1°) d'annuler l'arrêté du 5 février 2021 par lequel le préfet du Val-de-Marne a refusé de lui délivrer un titre de séjour, l'a obligée à quitter le territoire français dans un délai de trente jours et a fixé le pays à destination duquel elle pourrait être reconduite d'office ;
2°) d'enjoindre au préfet du Val-de-Marne de lui délivrer une carte de séjour temporaire portant la mention " vie privée et familiale ", sous astreinte de 50 euros par jour de retard à compter du jugement à intervenir ou, à défaut, de réexaminer sa situation, sous astreinte de 50 euros par jour de retard à compter du jugement à intervenir, et de lui délivrer une autorisation provisoire de séjour ;
3°) de mettre à la charge de l'Etat une somme de 1 500 euros au titre de l'article
L. 761-1 du code de justice administrative.
Elle soutient que :
S'agissant des moyens communs aux décisions portant refus de titre de séjour et obligation de quitter le territoire français :
- les décisions contestées sont insuffisamment motivées ;
- le préfet n'a pas procédé à un examen particulier de sa situation ;
- la procédure contradictoire n'a pas été respectée en méconnaissance de l'article
L. 121-1 du code des relations entre le public et l'administration.
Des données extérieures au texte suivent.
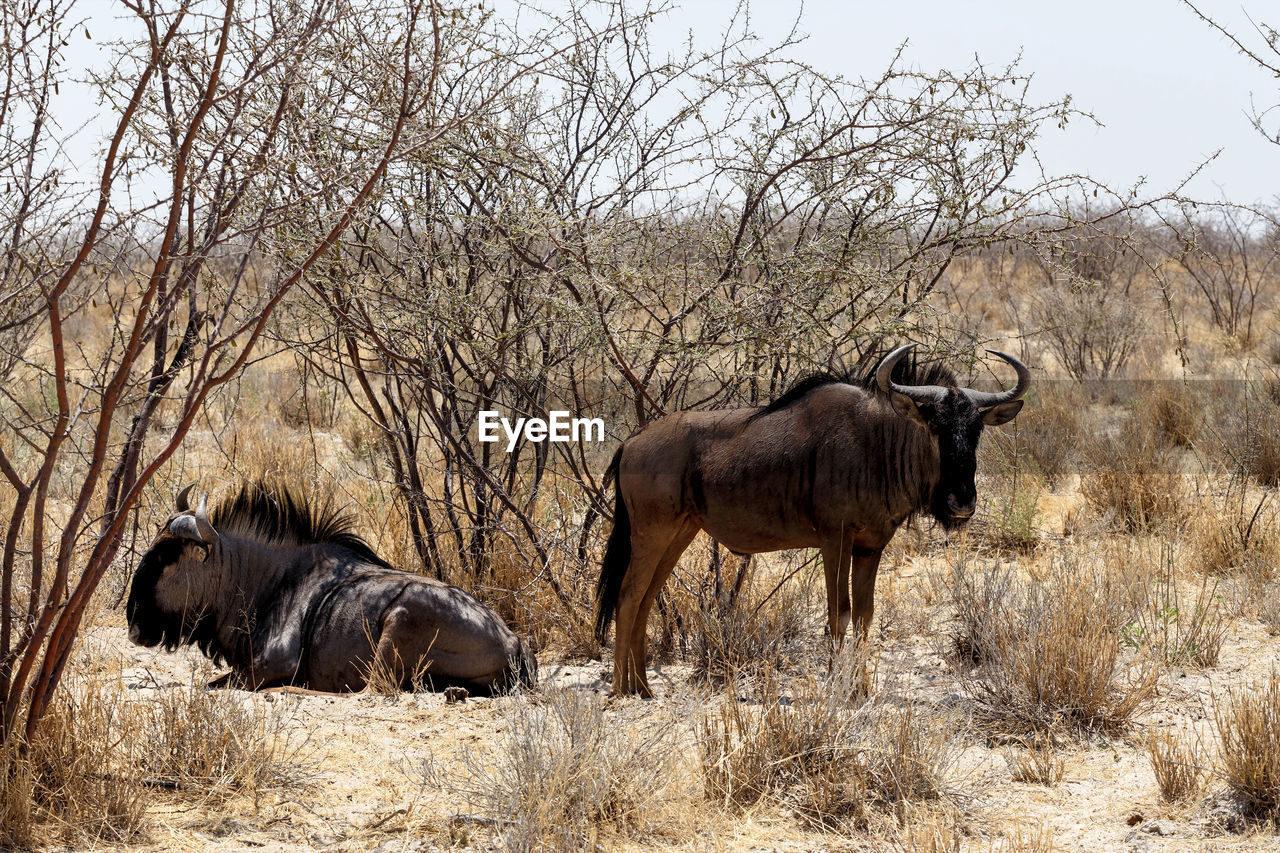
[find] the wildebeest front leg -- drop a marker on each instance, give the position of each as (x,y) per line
(835,564)
(648,548)
(865,564)
(640,629)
S'agissant de la décision portant refus de titre de séjour :
- elle méconnaît les dispositions du 7° de l'article L. 313-11 du code de l'entrée et du séjour des étrangers et du droit d'asile ;
- elle méconnaît les dispositions de l'article L. 313-14 du code de l'entrée et du séjour des étrangers et du droit d'asile ;
- elle méconnaît les stipulations de l'article 8 de la convention européenne de sauvegarde des droits de l'homme et des libertés fondamentales ;
- elle est entachée d'erreur de fait ;
- elle est entachée d'erreur manifeste dans l'appréciation de ses conséquences sur sa situation personnelle.
S'agissant de la décision portant obligation de quitter le territoire français :
- elle est illégale en raison de l'illégalité de la décision de refus de séjour ;
- elle méconnaît les dispositions du 7° de l'article L. 313-11 du code de l'entrée et du séjour des étrangers et du droit d'asile ;
- elle méconnaît les dispositions de l'article L. 313-14 du code de l'entrée et du séjour des étrangers et du droit d'asile ;
- elle méconnaît les stipulations de l'article 8 de la convention européenne de sauvegarde des droits de l'homme et des libertés fondamentales.
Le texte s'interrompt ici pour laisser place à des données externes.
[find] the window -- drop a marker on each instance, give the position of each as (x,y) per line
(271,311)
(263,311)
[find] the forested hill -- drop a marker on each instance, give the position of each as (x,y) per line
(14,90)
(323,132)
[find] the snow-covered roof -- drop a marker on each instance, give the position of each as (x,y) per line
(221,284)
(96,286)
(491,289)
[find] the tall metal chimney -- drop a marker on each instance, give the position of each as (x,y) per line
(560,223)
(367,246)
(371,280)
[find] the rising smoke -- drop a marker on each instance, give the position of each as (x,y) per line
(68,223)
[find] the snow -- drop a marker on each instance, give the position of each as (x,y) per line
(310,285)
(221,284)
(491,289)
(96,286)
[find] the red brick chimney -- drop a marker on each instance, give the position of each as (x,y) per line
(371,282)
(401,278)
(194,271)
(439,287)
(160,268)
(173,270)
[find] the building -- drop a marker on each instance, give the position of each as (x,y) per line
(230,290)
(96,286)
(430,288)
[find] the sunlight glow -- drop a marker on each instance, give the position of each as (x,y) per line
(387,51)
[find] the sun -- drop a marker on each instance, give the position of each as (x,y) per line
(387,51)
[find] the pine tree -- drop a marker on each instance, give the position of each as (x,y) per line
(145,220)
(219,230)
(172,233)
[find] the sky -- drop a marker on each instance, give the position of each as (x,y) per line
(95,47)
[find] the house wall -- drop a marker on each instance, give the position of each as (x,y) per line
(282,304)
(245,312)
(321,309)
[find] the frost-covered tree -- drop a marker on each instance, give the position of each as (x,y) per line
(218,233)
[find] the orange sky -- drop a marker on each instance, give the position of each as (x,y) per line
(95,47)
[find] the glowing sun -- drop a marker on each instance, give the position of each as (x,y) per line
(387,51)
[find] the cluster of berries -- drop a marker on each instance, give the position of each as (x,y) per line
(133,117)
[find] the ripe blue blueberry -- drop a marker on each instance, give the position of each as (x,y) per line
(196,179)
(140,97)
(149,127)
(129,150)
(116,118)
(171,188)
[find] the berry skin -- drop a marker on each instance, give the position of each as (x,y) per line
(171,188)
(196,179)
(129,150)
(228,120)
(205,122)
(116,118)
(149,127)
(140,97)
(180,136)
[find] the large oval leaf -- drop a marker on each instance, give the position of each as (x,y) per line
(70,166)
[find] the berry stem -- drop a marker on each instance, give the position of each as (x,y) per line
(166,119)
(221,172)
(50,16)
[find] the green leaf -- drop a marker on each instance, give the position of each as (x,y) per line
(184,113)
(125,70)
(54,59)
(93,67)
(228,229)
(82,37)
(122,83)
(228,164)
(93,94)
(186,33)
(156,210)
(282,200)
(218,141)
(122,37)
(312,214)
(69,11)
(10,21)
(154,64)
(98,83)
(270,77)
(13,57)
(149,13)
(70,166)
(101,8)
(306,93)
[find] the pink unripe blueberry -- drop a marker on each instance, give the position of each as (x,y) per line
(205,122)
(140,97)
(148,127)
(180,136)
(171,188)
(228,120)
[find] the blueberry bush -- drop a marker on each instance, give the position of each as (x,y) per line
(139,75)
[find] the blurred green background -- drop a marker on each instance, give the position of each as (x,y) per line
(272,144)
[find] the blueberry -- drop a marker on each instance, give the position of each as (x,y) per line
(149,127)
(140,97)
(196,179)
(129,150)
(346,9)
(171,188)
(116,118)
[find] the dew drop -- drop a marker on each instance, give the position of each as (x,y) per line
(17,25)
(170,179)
S'agissant de la décision fixant le pays de destination :
- elle est insuffisamment motivée ;
- le préfet du Val-de-Marne n'a pas pris en compte sa situation personnelle ;
- elle est illégale en raison de l'illégalité de la décision portant obligation de quitter le territoire français ;
- elle méconnaît les dispositions du 7° de l'article L. 313-11 du code de l'entrée et du séjour des étrangers et du droit d'asile ;
- elle méconnaît les dispositions de l'article L. 313-14 du code de l'entrée et du séjour des étrangers et du droit d'asile ;
- elle méconnaît les stipulations de l'article 8 de la convention européenne de sauvegarde des droits de l'homme et des libertés fondamentales ;
- la renvoyer dans son pays d'origine aurait pour effet de propager le COVID-19 ;
- il lui est matériellement impossible de quitter le territoire national dès lors que le gouvernement français a annoncé la fermeture des frontières extérieures de l'Union européenne le 31 janvier 2021.
La requête et le mémoire présentés par Mme B ont été communiqués au
préfet Val-de-Marne qui n'a pas produit de mémoire en défense.
Par une ordonnance du 2 septembre 2022, la clôture de l'instruction a été fixée au 2 octobre 2021 à 12 heures.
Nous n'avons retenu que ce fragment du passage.